Maximum Mean Discrepancy and Variable Selection for High-Dimensional Data

par Dr Kensuke Mitsuzawa

Europe/Paris
Salle 1 (LJAD)

Salle 1

LJAD

Description

Maximum Mean Discrepancy (MMD) [1] is a versatile metric for quantifying differences between probability distributions, with applications ranging from two-sample testing to generative model optimization. This presentation focuses on the problem of variable selection: identifying the dimensions that contribute most significantly to the dissimilarity between two distributions. Building upon MMD estimator optimization [2], we introduce a regularization term that enables the identification of these influential variables [3]. Our approach enhances the interpretability of distributional comparisons by highlighting the key features driving observed differences. This methodology is demonstrated through empirical evaluations, showcasing its effectiveness in discerning relevant dimensions.

 

[1] Gretton, A., Borgwardt, K. M., Rasch, M. J., Schölkopf, B., & Smola, A. (2012). A kernel two-sample test. The Journal of Machine Learning Research, 13(1), 723-773.

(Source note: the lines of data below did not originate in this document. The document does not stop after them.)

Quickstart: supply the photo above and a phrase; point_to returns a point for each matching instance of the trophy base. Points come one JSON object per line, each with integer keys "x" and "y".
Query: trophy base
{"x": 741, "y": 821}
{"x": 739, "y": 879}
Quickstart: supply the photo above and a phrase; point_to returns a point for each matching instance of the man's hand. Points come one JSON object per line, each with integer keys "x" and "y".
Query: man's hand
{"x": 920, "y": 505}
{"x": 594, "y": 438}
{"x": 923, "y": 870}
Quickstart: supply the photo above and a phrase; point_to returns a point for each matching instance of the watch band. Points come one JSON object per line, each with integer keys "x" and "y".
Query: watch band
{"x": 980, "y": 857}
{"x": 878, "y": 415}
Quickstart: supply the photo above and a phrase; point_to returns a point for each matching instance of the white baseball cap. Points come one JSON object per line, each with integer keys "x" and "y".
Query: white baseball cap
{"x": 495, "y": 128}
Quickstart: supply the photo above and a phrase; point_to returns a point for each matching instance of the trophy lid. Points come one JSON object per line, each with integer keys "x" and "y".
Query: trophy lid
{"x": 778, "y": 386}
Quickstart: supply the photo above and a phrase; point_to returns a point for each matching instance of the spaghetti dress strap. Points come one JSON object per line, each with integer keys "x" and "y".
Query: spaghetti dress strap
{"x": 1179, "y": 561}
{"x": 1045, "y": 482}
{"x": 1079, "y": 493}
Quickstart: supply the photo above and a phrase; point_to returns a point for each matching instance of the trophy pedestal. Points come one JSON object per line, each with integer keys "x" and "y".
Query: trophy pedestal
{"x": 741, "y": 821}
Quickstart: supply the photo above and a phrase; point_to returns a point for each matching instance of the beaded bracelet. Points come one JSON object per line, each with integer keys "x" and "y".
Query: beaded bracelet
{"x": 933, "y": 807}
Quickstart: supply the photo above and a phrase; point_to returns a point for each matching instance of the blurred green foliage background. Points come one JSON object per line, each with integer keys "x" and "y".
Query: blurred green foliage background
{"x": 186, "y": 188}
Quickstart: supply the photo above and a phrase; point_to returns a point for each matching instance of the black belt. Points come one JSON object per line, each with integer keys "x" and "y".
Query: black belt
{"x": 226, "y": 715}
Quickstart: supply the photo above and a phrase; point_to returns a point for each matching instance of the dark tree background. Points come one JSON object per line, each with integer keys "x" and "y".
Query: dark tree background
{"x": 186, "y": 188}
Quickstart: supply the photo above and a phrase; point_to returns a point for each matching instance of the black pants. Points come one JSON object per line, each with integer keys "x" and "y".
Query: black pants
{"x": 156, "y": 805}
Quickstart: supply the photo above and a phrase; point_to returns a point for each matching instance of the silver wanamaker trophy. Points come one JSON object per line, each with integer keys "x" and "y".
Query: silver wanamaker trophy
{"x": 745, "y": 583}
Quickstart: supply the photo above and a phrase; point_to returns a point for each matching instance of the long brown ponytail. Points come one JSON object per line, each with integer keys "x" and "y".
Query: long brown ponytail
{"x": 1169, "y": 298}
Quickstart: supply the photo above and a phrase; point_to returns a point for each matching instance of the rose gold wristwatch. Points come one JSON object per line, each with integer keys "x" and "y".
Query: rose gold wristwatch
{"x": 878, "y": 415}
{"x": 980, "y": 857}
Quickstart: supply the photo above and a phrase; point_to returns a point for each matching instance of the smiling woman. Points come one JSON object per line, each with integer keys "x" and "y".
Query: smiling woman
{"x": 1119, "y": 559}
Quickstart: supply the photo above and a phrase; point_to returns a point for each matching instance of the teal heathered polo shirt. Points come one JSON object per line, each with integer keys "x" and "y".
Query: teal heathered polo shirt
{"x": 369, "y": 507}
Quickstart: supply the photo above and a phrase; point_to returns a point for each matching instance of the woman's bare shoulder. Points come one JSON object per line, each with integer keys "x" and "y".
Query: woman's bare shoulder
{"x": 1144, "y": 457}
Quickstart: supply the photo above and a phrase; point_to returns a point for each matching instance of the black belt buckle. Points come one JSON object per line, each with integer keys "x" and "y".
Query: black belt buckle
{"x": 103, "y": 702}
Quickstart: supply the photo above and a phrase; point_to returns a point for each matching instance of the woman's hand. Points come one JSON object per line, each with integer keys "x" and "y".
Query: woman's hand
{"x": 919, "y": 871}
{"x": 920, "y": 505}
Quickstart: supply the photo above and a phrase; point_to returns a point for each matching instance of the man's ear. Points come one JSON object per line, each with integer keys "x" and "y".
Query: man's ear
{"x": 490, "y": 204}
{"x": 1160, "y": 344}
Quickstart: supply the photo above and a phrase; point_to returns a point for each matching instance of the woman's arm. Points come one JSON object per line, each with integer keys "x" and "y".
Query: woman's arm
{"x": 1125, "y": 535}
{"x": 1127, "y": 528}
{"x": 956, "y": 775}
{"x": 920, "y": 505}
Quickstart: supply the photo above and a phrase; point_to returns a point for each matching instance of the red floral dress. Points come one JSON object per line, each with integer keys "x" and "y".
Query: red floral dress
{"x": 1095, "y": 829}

[2] Sutherland, D. J., Tung, H. Y., Strathmann, H., De, S., Ramdas, A., Smola, A., & Gretton, A. (2016). Generative models and model criticism via optimized maximum mean discrepancy. arXiv preprint arXiv:1611.04488.

[3] Mitsuzawa, K., Kanagawa, M., Bortoli, S., Grossi, M., & Papotti, P. (2023). Variable selection in maximum mean discrepancy for interpretable distribution comparison. arXiv preprint arXiv:2311.01537.